I'm requesting data from a REST API in C#. The API offers me the same data in a JSON and XML format.
For which one should I go? It's clear which one I would choose in JavaScript. But what in C#? Are there any performance benefits to help me choose one over the other in C# or any good-practice reasons?
Thanks in advance!
You should measure both to determine the performance characteristics of your situation.
In my own usage I started with JSON, for it's obvious 'crossplatform' advantages, but was forced to go with XML after getting major slowdowns on larger data sets in Silverlight/C# (this was reported as a bug in one of my modules where everything would freeze for several seconds - the slowdown was traced to the JSON deserialization of the large dataset it used). Switching to XML resulted in a larger download (gzip compression, which had been planned, was added at this point to counter this) but more then an order of magnitude increase in performance, even with the gzip decompression added.

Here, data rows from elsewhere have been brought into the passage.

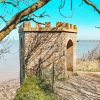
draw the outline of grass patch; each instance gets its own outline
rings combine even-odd
[[[17,90],[14,100],[58,100],[50,85],[36,76],[27,78]]]

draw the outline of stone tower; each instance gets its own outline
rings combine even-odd
[[[55,73],[68,75],[76,68],[77,27],[69,23],[57,22],[51,27],[25,22],[19,28],[20,40],[20,80],[42,68],[41,75],[48,74],[54,64]]]

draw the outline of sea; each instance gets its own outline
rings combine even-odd
[[[78,40],[77,41],[77,58],[81,58],[85,53],[91,51],[98,44],[99,40]],[[4,42],[0,44],[0,50],[8,49],[7,52],[0,54],[0,83],[12,79],[19,79],[20,64],[19,64],[19,41]]]

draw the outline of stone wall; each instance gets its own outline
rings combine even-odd
[[[40,24],[31,27],[29,22],[25,22],[20,26],[19,33],[20,41],[23,41],[23,44],[20,44],[22,77],[36,74],[37,71],[48,77],[52,73],[53,66],[57,77],[67,75],[68,70],[75,71],[76,25],[57,22],[56,27],[51,27],[50,22],[47,22],[45,27]]]

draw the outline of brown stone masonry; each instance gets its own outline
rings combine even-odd
[[[19,28],[20,39],[20,80],[39,74],[49,79],[54,66],[55,77],[61,78],[68,72],[75,72],[76,67],[77,26],[57,22],[51,27],[36,24],[31,27],[25,22]]]

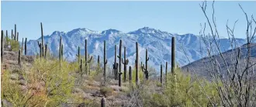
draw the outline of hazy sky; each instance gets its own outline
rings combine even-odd
[[[14,29],[19,39],[40,36],[54,31],[69,32],[78,28],[95,31],[115,28],[123,32],[144,26],[171,33],[199,35],[206,18],[199,7],[202,2],[1,2],[1,27]],[[212,12],[208,2],[209,15]],[[236,37],[245,38],[246,19],[240,3],[250,16],[256,18],[256,2],[216,2],[215,13],[221,36],[227,36],[226,23],[239,19]]]

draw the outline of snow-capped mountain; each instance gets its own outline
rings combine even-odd
[[[112,65],[114,60],[114,47],[116,45],[119,50],[119,40],[123,40],[123,47],[126,47],[126,57],[129,59],[129,65],[134,65],[136,56],[136,42],[139,43],[140,62],[145,62],[145,51],[148,49],[150,57],[149,65],[156,69],[160,69],[160,65],[171,61],[171,37],[176,38],[176,62],[179,65],[185,65],[189,62],[198,60],[206,55],[206,45],[199,36],[193,34],[171,34],[149,27],[144,27],[138,30],[124,33],[116,29],[108,29],[102,32],[92,31],[87,28],[76,28],[68,32],[55,31],[50,35],[43,37],[44,43],[47,43],[50,54],[58,55],[60,37],[62,36],[64,45],[64,57],[68,61],[76,60],[78,47],[80,46],[81,54],[85,55],[85,41],[88,39],[88,53],[94,58],[99,55],[103,58],[103,42],[106,40],[106,50],[108,65]],[[36,55],[39,52],[37,40],[30,40],[27,43],[28,54]],[[238,45],[245,43],[244,39],[237,39]],[[221,50],[230,49],[228,38],[221,38]],[[118,51],[117,50],[117,54]],[[122,49],[123,52],[123,49]],[[187,56],[186,56],[187,55]],[[102,61],[102,60],[101,60]]]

Personally I would try both, measure the performance, compare and choose the one that's faster. From your application logic perspective this shouldn't really matter as it will be manipulating objects (not XML, nor JSON). The conversion of the XML/JSON to objects should be abstracted away into a repository which you could, within a blink of an eye, substitute with another implementation if you feel that the one you have chosen initially is slow or it doesn't work for you.
Personally I think that the XML serialization framework in C# is more mature and has a richer feature set than JSON support (for which there are actually two distinct .NET frameworks). But JSON is much more terse, so it depends on the characteristics of your load - whether it will be traffic-heavy, etc.
C# can deserialize objects from either JSON or XML.
As a general rule XML is going to be more verbose than JSON.
If you are getting back a small dataset, then it won't make much difference, but if you have a larger dataset, then the less verbose JSON might transfer more quickly across the wire.
I'd pull samples of each and compare.
At some point, possibly during debugging, you may want to inspect or display the raw API response. In that case, you are better off if you have chosen the format that you find easier to read.
Both JSON and XML have tons of libraries in any language, so the ease of parsing/generating is not very relevant here.
Also though JSON seems to be smaller, (specially if you don't use XML attributes but a pure-element approach) when gzipped both are almost the same
If you are really into speed, I suggest you check Google's protocol buffers. If not it's really a matter of taste, unless you plan to make AJAX calls to that API, in that case I'd pick JSON without doubt.